Elle relève que M. [C], pour démontrer la prétendue existence d’heures de travail accomplies, s’appuie sur des contrats de travail signés par d’autres que lui et des échanges de courriels où il ne figure pas. En ce qui concerne les plannings versés aux débats, l’intimée souligne que la plupart d’entre eux sont illisibles et qu’il n’est pas démontré qu’ils aient été établis par ses soins. En outre, ils ne permettent pas d’établir les dates concernées ni les personnes concernées puisque seuls des prénoms y figurent, sans les noms de famille.
La cour retient que M. [C] ne se prévaut pas de l’existence d’un contrat de travail apparent et que les photographies de contrat qu’il produit ne portent pas son nom mais concernent d’autres personnes. On ne peut déduire de ce que le conseil de prud’hommes a rejeté l’exception d’incompétence soulevée par la société Alhambra qu’il a retenu l’existence d’un contrat de travail. L’appréciation de l’existence ou non d’un contrat de travail relève de la compétence du conseil de prud’hommes qui peut qualifier la relation de travail qui lui est soumise de contrat de travail ou ne pas retenir cette qualification. La cour relève que contrairement à ce qu’affirme l’appelant, les placiers n’étaient pas « réquisitionnés » puisqu’il ressort des échanges de mails produits aux débats que les mails provenant de l’Alhambra indiquaient qu’il manquait des placeurs ou un barman sur certaines dates ou que les destinataires des mails proposaient la réduction du nombre de placeurs pour certains soirs voire indiquaient ne pas venir. La cour relève également qu’il ressort de ces mails que les plannings étaient adressés aux placeurs contrairement à ce qu’affirme M. [C]. Les photographies de plannings produites aux débats sont quasi illisibles, ne comportent aucune date et ne mentionnent que des prénoms.
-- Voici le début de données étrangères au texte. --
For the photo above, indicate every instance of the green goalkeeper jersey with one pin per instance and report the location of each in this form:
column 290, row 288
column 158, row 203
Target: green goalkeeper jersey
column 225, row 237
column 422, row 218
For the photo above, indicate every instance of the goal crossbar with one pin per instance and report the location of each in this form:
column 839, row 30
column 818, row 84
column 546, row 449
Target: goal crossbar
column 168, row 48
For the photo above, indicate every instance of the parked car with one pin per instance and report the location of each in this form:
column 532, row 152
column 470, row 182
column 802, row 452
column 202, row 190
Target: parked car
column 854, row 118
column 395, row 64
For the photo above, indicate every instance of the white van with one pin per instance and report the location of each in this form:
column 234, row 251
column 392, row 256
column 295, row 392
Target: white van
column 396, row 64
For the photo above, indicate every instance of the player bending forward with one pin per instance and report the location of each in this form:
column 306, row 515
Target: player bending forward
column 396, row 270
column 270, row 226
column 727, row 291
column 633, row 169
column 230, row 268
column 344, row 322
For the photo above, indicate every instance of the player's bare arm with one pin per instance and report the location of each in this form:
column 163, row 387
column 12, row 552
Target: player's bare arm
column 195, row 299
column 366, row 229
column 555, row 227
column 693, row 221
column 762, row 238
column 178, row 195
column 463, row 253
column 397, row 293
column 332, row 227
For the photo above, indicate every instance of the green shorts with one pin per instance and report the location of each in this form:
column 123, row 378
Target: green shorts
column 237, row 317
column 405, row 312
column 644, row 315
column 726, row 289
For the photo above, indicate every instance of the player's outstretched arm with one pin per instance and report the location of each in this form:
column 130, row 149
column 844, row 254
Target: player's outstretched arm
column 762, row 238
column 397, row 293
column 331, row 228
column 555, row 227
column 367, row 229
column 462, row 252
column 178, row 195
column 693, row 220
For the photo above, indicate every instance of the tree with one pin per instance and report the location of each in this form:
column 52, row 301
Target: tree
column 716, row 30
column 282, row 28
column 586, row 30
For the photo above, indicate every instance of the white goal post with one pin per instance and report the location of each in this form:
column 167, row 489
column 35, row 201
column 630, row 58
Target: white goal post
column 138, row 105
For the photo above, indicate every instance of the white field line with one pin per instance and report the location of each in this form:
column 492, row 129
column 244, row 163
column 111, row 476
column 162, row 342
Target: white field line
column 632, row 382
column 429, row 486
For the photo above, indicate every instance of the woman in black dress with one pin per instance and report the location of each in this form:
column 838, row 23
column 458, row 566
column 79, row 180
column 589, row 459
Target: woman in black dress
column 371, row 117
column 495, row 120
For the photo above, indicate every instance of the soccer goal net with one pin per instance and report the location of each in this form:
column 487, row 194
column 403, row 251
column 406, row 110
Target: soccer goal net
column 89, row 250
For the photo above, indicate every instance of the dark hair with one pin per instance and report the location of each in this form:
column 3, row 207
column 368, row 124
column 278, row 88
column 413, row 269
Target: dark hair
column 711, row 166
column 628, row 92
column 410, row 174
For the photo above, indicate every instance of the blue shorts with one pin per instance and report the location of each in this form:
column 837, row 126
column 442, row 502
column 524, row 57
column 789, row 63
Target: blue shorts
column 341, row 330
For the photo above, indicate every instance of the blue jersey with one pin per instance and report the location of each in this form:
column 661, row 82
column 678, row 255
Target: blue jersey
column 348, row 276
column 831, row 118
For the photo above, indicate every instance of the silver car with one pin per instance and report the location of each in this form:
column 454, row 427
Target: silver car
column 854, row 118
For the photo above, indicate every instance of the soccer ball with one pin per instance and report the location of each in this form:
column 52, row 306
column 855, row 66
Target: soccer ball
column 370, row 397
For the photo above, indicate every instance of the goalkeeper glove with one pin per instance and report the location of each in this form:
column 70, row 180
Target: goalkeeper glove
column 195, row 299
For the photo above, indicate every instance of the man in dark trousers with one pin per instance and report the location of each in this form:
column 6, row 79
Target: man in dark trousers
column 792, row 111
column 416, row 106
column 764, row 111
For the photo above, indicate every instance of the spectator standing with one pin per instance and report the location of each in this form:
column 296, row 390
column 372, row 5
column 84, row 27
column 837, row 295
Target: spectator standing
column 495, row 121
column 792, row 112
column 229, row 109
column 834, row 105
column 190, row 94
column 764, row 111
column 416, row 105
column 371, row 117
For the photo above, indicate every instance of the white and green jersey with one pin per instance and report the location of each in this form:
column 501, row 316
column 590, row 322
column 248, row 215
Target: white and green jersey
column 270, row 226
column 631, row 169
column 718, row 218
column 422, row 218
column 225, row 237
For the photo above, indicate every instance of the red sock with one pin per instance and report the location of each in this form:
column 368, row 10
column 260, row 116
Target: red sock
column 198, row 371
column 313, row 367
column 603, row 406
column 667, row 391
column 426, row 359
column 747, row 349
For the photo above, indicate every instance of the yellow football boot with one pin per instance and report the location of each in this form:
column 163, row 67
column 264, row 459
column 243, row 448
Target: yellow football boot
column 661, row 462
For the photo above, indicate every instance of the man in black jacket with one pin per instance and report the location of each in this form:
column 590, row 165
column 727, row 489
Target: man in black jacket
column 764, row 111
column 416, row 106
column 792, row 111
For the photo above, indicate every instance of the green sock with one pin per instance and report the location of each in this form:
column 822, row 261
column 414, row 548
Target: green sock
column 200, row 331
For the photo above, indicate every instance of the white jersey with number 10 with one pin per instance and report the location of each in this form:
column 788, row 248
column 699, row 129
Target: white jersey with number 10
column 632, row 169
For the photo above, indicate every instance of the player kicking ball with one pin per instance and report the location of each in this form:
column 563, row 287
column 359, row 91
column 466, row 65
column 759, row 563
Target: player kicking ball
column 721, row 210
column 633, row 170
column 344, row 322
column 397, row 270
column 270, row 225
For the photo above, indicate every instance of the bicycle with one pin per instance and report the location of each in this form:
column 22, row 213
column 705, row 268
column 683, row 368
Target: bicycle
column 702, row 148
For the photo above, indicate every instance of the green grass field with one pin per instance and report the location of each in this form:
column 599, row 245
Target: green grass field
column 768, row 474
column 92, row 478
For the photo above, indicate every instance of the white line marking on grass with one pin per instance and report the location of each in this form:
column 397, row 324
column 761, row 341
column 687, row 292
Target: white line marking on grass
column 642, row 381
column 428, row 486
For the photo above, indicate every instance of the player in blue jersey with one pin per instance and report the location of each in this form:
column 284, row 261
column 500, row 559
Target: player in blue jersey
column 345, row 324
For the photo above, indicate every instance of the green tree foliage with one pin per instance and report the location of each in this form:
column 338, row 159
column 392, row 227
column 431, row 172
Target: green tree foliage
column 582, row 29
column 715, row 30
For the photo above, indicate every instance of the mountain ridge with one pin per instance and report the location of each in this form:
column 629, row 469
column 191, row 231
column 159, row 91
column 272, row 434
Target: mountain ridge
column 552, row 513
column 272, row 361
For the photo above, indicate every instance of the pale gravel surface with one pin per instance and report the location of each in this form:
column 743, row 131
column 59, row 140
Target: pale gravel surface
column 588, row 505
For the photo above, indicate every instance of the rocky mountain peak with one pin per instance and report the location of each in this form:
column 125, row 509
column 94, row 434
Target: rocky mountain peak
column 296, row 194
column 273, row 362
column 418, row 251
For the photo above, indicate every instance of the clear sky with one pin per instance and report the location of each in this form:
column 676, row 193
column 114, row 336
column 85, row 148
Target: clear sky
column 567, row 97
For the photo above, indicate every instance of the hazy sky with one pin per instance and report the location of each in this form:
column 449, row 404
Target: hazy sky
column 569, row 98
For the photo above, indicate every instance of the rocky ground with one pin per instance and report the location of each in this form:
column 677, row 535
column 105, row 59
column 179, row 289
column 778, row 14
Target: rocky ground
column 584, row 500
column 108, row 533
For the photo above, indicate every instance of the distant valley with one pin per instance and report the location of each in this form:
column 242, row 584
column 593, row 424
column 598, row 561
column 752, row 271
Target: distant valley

En l’état, la cour retient que l’existence d’un lien de subordination entre la société Alhambra et M. [C] n’est pas établie. M. [C] sera en conséquence débouté de toutes ses demandes.
Le jugement sera confirmé en toutes ses dispositions.
Sur les autres demandes
M. [C] sera condamné aux dépens.
L’équité commande de ne pas faire droit à la demande de la société Alhambra au titre de l’article 700 du code de procédure civile.
PAR CES MOTIFS
La cour,
Dit l’appel de M. [H] [C] recevable,
Confirme le jugement en toutes ses dispositions,
Y ajoutant,
Condamne M. [H] [C] aux dépens de la procédure d’appel.
Déboute la société Alhambra de sa demande au titre de l’article 700 du code de procédure civile.